With this happening, teenagers can lose sight of what’s right and wrong, seek support from other people which may not be the best option for them.

This phase will ultimately end. Teenagers will either finish it off a positive boost into adulthood or they will enter it as confused adults with low self-esteem and a sense of loss.

Why are teenagers so difficult?

It’s actually normal! According to scientific research, there are two important systems in a teenager’s brain that don’t mature at the same time:

A system that matures around puberty: responsible for seeking obvious reward (like popularity among friends) and excitement (like breaking the rules).

A system that matures in their mid-twenties: responsible for self-control.

Reconsidering our parenting methods

Consider that many things can affect your children to behave the way they do:

  • Changes happening in their body with puberty: Body changes can cause distorted self-image and hormonal changes can cause mood swings.
  • Their need to prove that they are becoming adults and need to be independent (which can cause them to rebel against rules).
  • Things happening at the house: siblings’ jealousy, family dispute, financial struggles that teenagers are aware of…etc.
  • Things happening at school: studying load, bullying, being rejected or excluded by friends or classmates…etc.
  • Not being able to express their fears and worries for fear of judgement, criticism or punishment.
  • Not getting enough sleep or healthy nutrition.

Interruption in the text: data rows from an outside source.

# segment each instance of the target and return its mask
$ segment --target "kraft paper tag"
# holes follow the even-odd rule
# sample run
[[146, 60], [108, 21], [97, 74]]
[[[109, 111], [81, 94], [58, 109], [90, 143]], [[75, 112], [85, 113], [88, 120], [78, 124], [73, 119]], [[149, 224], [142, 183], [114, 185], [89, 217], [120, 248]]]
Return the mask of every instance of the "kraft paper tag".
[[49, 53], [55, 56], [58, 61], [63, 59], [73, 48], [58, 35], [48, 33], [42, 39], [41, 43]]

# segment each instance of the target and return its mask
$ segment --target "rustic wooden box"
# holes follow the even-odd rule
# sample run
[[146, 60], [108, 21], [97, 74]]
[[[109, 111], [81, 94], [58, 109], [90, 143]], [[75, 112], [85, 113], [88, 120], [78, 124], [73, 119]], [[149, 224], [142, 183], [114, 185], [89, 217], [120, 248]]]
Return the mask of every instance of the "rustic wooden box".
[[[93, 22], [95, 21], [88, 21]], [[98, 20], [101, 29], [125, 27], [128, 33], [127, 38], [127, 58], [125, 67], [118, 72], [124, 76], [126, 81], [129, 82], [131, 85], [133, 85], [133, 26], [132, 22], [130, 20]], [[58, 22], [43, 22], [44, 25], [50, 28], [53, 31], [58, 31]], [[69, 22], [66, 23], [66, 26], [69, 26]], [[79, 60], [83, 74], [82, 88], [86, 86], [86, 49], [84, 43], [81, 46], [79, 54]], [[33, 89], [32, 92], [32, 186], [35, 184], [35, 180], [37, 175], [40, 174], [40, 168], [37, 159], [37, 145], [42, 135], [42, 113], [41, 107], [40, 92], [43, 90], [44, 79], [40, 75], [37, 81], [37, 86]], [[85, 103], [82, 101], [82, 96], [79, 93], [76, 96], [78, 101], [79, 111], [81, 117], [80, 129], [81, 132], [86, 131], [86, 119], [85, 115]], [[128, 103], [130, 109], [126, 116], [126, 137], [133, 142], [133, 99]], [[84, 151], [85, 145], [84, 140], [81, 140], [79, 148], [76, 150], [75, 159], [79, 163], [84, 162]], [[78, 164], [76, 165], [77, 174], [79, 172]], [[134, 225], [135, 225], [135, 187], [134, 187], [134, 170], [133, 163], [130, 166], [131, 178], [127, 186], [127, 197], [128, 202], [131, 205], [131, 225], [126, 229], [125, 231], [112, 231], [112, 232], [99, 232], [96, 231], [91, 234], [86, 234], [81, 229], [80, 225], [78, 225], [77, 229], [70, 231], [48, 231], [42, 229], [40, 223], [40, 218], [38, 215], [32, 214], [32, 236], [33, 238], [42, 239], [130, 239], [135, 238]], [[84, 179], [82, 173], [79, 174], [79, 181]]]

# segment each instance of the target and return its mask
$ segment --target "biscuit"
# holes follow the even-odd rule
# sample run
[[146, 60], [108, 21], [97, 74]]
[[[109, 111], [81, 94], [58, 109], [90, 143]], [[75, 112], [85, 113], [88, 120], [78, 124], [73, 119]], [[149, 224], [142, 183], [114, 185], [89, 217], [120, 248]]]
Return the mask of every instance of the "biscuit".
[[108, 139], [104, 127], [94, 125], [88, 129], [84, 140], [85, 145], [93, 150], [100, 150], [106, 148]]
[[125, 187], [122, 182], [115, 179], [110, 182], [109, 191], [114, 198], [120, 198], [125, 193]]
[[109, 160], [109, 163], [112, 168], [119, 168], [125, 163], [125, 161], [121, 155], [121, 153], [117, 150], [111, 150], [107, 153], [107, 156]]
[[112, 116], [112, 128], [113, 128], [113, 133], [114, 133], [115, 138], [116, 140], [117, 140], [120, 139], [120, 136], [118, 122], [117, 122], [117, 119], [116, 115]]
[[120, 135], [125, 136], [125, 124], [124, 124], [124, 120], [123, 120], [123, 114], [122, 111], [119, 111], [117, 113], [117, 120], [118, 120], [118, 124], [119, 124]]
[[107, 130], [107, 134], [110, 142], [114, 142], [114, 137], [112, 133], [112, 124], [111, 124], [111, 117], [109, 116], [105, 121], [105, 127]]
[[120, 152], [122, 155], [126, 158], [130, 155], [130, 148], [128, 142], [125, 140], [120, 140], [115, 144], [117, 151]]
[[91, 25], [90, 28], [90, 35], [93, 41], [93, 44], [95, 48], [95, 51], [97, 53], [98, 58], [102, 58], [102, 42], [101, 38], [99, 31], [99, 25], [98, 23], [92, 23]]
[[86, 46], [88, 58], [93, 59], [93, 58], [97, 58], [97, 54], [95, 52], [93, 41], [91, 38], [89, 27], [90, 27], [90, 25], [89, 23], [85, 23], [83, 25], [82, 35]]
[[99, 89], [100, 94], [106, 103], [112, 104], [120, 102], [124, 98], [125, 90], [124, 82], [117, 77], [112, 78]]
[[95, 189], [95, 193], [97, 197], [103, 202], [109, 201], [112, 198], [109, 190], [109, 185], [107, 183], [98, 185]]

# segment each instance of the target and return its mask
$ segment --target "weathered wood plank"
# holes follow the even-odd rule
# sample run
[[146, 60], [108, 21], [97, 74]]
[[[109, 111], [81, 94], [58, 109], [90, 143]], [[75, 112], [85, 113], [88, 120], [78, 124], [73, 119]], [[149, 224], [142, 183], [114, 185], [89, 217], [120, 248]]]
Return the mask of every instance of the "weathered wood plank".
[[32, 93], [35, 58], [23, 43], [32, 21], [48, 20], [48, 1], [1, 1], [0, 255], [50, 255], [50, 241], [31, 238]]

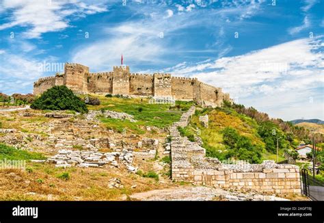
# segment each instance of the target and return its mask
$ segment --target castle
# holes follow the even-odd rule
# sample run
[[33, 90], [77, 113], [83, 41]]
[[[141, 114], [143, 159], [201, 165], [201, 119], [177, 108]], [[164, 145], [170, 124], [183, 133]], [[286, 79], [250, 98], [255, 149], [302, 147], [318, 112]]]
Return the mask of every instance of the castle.
[[132, 97], [152, 96], [194, 101], [202, 106], [220, 106], [229, 101], [221, 88], [199, 81], [197, 78], [172, 77], [170, 74], [131, 73], [129, 66], [114, 66], [113, 71], [90, 73], [89, 67], [66, 63], [64, 73], [40, 78], [33, 84], [39, 95], [55, 86], [66, 86], [77, 94], [111, 94]]

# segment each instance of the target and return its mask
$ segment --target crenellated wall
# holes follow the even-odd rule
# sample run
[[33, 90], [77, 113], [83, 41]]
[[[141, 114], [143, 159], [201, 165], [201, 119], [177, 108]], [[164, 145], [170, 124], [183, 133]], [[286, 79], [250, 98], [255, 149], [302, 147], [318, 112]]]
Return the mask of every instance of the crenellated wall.
[[170, 96], [171, 94], [171, 75], [153, 75], [153, 88], [154, 96]]
[[150, 96], [153, 94], [153, 76], [151, 75], [131, 74], [129, 94]]
[[88, 92], [111, 94], [113, 77], [113, 72], [90, 73], [87, 79]]
[[79, 64], [66, 63], [64, 67], [64, 84], [77, 93], [87, 92], [89, 68]]
[[199, 81], [197, 78], [172, 77], [170, 74], [130, 73], [129, 66], [114, 66], [112, 72], [89, 73], [87, 66], [66, 63], [64, 74], [41, 78], [34, 83], [34, 94], [55, 86], [64, 85], [78, 94], [112, 94], [134, 96], [172, 97], [194, 101], [202, 106], [216, 107], [231, 101], [221, 88]]
[[193, 100], [197, 79], [172, 77], [171, 93], [176, 100]]
[[33, 94], [40, 94], [47, 89], [55, 86], [55, 77], [40, 78], [33, 83]]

Listening to your children is a skill 

Teenagers often say that you know nothing about what it’s like to be a teenager. In order to understand what your teenager is going through, you need to listen to them:

  • Choose a moment where your teenage children are in a good mood. Ask them to tell you about something that happened during their day.
  •  Listen carefully and make sure you’re showing these signs of being a good listener: Showing them a friendly, interested face, nodding, leaning slightly forward and looking them in the eye
  • Avoid interrupting them and wait till they finish
  • Ask them questions to show you’re interested: (And then what happened? What did you do?)
  • Avoid judging and lecturing them if they say they’ve done something wrong. This might discourage them from telling you later on. Wait until they finish and think of possible ways to address this negative behavior later.
  • Now, switch roles and ask your teenage children to listen to you while you tell them something that happened to you.
  • Talk with your teenage children about what it feels like to be listened to. Do they feel you understand them better?

A positive request is asking a person to do something, not to stop doing something.

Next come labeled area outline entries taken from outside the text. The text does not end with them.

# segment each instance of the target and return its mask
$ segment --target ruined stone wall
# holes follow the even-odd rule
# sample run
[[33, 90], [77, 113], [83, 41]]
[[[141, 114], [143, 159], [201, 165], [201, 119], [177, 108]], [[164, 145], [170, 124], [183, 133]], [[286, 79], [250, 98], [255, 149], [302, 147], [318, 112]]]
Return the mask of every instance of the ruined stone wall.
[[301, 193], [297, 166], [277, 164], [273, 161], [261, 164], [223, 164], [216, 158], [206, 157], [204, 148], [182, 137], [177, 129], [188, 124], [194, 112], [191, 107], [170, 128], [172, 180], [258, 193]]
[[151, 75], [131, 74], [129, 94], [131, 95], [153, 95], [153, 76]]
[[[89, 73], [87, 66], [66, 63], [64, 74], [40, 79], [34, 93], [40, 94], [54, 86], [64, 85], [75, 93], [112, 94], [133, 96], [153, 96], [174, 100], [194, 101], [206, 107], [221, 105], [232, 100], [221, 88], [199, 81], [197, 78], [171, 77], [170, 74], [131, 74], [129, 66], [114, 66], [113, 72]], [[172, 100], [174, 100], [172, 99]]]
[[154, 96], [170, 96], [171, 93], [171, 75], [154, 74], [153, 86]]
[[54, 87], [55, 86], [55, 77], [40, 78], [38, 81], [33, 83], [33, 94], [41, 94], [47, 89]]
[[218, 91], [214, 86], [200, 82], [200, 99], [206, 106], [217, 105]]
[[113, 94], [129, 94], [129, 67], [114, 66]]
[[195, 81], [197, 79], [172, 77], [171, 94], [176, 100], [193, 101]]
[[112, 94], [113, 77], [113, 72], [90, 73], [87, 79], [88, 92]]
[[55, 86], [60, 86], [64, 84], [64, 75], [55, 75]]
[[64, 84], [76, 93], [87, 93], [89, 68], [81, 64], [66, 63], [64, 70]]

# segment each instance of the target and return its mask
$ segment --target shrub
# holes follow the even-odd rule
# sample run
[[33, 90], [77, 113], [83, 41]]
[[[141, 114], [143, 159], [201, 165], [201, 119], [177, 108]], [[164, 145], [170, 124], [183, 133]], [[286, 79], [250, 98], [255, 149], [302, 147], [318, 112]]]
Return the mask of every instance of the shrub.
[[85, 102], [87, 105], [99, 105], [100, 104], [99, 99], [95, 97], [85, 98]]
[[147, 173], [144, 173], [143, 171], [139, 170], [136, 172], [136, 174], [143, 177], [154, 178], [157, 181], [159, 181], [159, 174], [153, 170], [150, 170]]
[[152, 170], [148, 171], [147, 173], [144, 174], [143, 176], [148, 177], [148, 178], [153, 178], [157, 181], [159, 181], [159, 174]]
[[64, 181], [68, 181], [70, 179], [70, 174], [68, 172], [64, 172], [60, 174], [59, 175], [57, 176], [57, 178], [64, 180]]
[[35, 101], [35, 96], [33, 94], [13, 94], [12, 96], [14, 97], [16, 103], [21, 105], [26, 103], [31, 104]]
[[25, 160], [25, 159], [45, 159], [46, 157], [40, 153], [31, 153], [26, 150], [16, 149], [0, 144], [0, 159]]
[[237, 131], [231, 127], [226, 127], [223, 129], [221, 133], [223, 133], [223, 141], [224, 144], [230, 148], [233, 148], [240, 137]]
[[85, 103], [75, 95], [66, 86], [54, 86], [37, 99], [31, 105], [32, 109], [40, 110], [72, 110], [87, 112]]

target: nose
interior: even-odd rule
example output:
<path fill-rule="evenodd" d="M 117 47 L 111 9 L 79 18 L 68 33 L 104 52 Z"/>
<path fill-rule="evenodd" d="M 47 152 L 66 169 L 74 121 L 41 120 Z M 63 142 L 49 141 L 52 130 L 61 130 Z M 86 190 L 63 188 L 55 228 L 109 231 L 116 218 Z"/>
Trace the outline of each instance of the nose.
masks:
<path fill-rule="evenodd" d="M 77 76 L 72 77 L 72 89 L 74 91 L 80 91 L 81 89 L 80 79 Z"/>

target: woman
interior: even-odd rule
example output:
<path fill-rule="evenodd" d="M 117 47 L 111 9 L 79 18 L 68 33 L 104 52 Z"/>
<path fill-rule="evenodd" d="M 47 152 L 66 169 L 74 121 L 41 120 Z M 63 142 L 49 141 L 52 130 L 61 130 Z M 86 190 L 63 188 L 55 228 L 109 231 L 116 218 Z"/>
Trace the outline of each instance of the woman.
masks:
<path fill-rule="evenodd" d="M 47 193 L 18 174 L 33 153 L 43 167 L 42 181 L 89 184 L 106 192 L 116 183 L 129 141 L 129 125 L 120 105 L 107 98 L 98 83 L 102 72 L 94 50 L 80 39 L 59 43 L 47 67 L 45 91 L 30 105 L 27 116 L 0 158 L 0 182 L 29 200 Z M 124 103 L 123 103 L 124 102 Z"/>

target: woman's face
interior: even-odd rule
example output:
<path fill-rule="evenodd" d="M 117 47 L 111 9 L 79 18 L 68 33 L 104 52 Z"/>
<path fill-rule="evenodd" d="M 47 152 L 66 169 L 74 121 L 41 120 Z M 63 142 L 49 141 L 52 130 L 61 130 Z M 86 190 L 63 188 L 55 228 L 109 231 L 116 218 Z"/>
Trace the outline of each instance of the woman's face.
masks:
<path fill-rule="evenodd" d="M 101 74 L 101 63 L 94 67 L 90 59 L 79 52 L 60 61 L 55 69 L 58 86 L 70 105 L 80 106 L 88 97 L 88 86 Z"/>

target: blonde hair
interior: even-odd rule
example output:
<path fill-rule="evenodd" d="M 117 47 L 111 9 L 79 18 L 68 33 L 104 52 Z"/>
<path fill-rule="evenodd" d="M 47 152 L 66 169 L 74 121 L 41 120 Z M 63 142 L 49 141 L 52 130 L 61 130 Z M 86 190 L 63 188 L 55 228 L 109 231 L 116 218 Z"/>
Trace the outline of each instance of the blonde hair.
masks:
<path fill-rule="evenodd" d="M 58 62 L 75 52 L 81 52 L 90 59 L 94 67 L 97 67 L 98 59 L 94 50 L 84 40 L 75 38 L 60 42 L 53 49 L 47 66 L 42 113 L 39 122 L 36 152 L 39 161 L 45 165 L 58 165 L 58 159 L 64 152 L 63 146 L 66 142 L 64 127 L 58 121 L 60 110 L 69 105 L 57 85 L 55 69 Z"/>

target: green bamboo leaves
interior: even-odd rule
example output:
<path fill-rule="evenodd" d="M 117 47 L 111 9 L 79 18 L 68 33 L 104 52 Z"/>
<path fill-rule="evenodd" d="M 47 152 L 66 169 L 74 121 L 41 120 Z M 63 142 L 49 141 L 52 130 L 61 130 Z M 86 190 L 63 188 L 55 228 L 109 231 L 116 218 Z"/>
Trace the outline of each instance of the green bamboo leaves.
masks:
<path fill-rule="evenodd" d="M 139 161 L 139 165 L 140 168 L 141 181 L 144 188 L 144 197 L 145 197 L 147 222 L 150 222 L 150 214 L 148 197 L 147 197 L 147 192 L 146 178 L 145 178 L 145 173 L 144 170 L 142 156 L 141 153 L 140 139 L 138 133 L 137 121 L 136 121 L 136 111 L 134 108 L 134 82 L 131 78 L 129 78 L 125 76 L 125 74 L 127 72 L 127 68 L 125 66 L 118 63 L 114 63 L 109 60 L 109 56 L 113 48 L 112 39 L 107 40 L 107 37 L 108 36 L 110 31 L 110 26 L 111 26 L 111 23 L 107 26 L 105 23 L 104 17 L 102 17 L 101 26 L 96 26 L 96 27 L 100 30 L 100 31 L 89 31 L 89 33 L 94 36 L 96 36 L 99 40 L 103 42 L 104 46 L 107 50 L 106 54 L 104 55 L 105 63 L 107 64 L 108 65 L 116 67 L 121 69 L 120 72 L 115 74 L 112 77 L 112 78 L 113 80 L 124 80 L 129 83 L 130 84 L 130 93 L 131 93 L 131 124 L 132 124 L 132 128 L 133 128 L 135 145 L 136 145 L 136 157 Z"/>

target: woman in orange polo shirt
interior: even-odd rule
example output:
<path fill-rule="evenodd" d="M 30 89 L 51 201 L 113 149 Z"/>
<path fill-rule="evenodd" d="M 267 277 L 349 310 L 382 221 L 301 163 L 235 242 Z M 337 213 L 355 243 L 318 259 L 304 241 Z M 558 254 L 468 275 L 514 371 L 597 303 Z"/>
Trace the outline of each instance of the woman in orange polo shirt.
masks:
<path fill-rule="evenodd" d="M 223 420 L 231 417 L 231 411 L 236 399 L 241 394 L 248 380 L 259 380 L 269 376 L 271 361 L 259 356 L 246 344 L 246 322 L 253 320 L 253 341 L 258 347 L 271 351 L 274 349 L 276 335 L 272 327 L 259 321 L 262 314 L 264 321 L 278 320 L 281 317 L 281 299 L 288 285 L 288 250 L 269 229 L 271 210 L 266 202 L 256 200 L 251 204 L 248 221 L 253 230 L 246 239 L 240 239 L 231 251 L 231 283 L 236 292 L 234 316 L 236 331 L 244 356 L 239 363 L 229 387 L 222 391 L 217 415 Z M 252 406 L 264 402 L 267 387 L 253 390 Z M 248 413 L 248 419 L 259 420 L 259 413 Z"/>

 “Come early” instead of “do not be late like you always do”

How to make a positive request?

  • Make eye contact
  • Define exactly what you would like him/her to do (For example: Please clean your room).
  • Tell them how it would make you feel (For example: It would be very helpful if you clean your room).
  • Use phrases that reflect respect and appreciation like: “I would like you to….”, “I would really appreciate it if you would do….”, “It’s very important to me that you help me with..”
  • Always praise your children when they do what you requested.

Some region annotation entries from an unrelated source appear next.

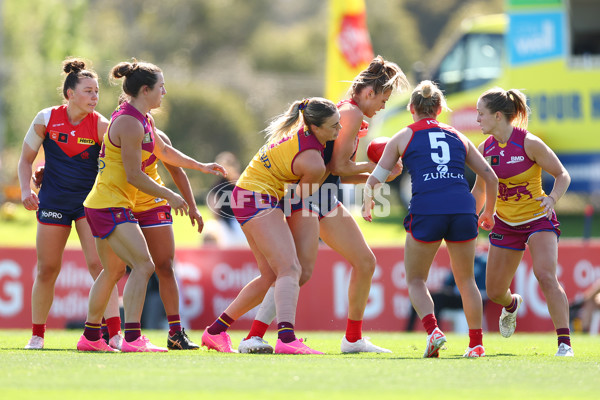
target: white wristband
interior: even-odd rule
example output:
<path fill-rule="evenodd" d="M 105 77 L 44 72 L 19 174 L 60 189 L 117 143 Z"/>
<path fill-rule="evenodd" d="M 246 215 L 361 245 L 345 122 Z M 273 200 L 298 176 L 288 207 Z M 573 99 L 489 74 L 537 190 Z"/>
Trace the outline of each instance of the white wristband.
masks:
<path fill-rule="evenodd" d="M 379 182 L 385 183 L 387 177 L 390 176 L 391 172 L 392 171 L 389 171 L 383 168 L 381 165 L 377 164 L 373 172 L 371 172 L 371 176 L 376 178 Z"/>

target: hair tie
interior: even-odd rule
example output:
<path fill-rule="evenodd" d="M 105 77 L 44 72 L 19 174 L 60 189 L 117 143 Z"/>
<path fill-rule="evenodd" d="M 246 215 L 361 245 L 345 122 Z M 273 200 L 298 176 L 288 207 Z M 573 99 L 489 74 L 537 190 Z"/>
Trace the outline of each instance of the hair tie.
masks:
<path fill-rule="evenodd" d="M 298 110 L 302 111 L 302 114 L 304 114 L 304 109 L 306 108 L 306 106 L 308 105 L 308 102 L 310 101 L 310 99 L 304 99 L 302 100 L 302 102 L 300 103 L 300 105 L 298 106 Z"/>

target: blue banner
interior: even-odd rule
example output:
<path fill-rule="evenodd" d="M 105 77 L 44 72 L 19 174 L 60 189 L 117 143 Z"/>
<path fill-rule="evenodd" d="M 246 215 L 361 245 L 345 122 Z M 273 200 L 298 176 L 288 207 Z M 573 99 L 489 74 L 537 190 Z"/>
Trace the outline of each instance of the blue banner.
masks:
<path fill-rule="evenodd" d="M 565 15 L 561 11 L 509 15 L 510 65 L 562 57 L 566 52 Z"/>

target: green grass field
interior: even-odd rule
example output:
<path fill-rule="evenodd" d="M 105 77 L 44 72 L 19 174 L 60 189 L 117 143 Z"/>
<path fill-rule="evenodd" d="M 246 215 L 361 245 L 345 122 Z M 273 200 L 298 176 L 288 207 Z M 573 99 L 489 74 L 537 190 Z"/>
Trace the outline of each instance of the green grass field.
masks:
<path fill-rule="evenodd" d="M 145 331 L 154 342 L 164 331 Z M 245 332 L 232 331 L 237 345 Z M 596 399 L 597 337 L 575 335 L 575 358 L 554 357 L 553 334 L 484 335 L 487 356 L 462 358 L 468 337 L 449 334 L 439 359 L 422 359 L 425 333 L 371 333 L 393 354 L 342 355 L 342 332 L 299 332 L 324 356 L 80 353 L 81 331 L 51 330 L 46 349 L 21 350 L 29 330 L 0 331 L 3 399 Z M 189 332 L 198 342 L 201 332 Z M 271 343 L 274 334 L 266 337 Z M 107 397 L 110 396 L 110 397 Z"/>

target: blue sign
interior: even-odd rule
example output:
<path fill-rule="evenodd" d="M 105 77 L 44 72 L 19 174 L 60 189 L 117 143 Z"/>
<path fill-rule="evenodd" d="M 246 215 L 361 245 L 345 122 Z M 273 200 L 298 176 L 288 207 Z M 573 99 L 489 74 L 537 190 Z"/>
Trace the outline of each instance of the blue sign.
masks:
<path fill-rule="evenodd" d="M 509 15 L 507 36 L 510 65 L 561 58 L 566 53 L 565 15 L 514 13 Z"/>

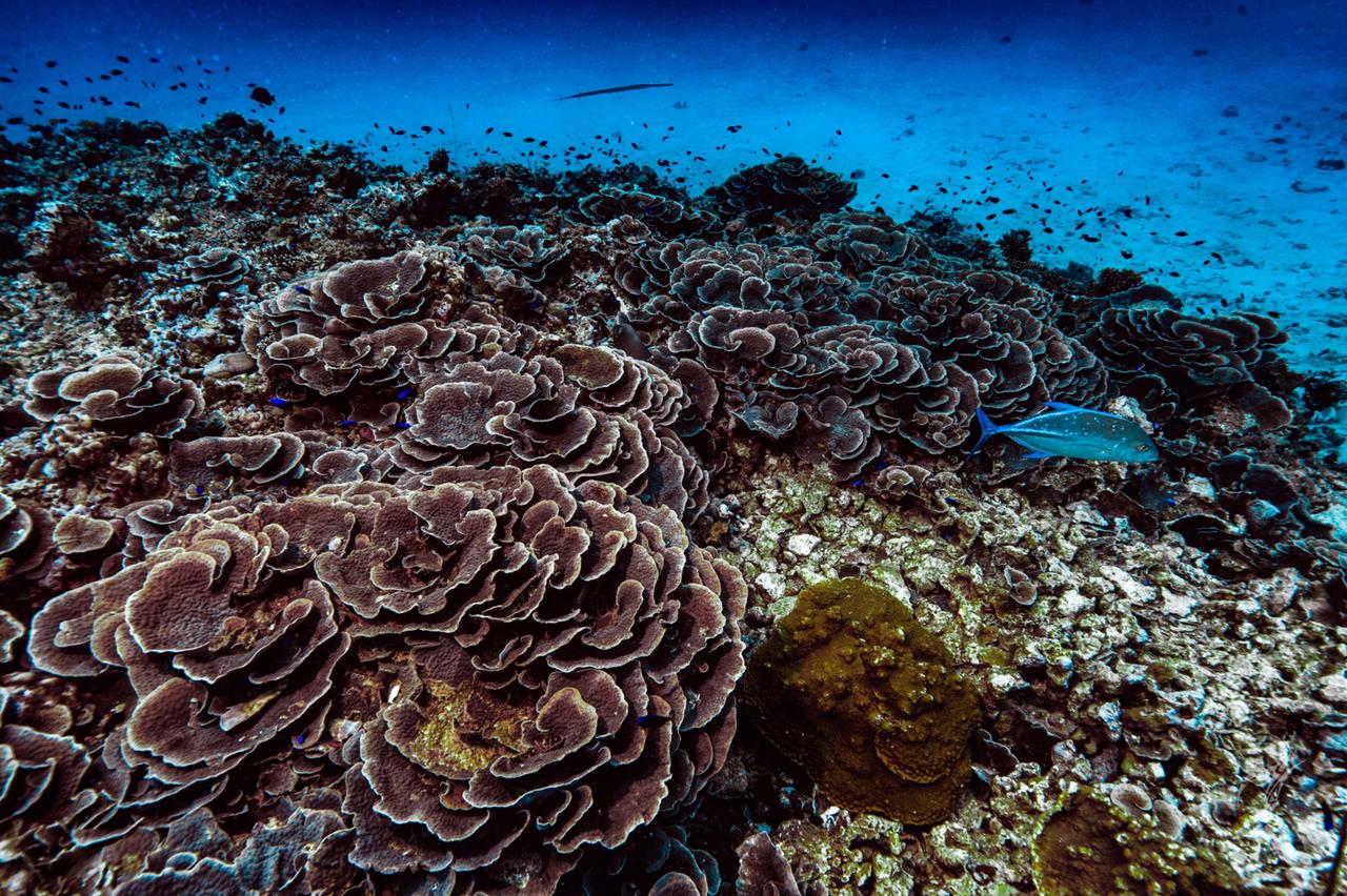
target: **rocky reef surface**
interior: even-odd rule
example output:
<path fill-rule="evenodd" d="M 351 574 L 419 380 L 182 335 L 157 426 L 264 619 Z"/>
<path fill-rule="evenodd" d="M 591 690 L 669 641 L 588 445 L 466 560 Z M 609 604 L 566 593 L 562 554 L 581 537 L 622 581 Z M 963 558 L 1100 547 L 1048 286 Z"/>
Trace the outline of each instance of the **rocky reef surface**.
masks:
<path fill-rule="evenodd" d="M 0 140 L 5 887 L 1321 892 L 1343 386 L 854 196 Z"/>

How to manage negative or challenging behavior?

When your children ignore your requests or breaks a rule you two agreed upon, how do you “positively” tell them that he/she are acting in an unpleasant or distasteful manner?

Express that you have negative feelings towards this negative behavior

  • Look at them; speak firmly.
  • Say exactly what he or she did that upset you (I feel bad when you……)
  • Tell him or her how/ what can happen to help the situation (I would appreciate if you could….)
  • Suggest how they might prevent this from happening in the future. (In the future I suggest you…)

Introducing consequences vs punishment

Consequences are different than punishments.

Types of consequences:They are opportunities for your children to learn that their actions will have an impact on themselves and others. They can help teach children independence, decision-making, and responsibility.

  • Natural Consequences: Consequences that require no interference from parents. They are a natural result of a teenager’s behavior.

Example: “If you do not put your clothes in the laundry basket, you will not have any clean clothes to wear.”

  • Logical Consequences: Consequences that are a result of a specific behavior such as not complying to rules.

Example: “If you come home late, you don’t get time out tomorrow.”

How to introduce consequences for not following rules?

  • Identify misbehavior: What you want your children to do and what you don’t want them to do
  • Give a clear consequence if this misbehavior happens: Use “if-then” statements as above
  • When it happens, apply the consequences immediately after to make the link clear
  • Tell them the reason why they are getting the consequence
  • Praise them if they follow the rules

Help them solve their problems

Sometimes your children are behaving in a negative way because they’re stressed or worried about another problem. While it’s important to let your children be independent and try figuring things out on their own, you need to let them know they can always come to you for help. They can be having trouble studying for a certain subject, or there could be someone who’s bothering them at school.

Problems solving steps:

  • Clearly define the problem
  • Think together of possible solutions, encourage them to come up with two or more solutions.
  • Talk with your teenager about each solution and how he/she would feel about it. “I wouldn’t be comfortable with this because..” or “That sounds like something I can do because..”.
  • Choose the solution that seems best and try it out.
  • Talk and follow up with your teenager: Did the solution work?

Consequence

Consequences MUST:

  • Be something different than what they use for a reward. Example: if a reward is spending more time with their friends, the consequence cannot be cancelling their time out with friends.
  • Include apologizing If the negative behavior affects another person. Example: “If you break someone’s stuff, you have to apologize and help them fix it.”

Consequences MUST NOT:

  • Include physical punishment.
  • Deprives teenagers of a right like food or going to school. It can rather be restricting a privilege like decreasing time with friends or adding responsibilities like doing more chores.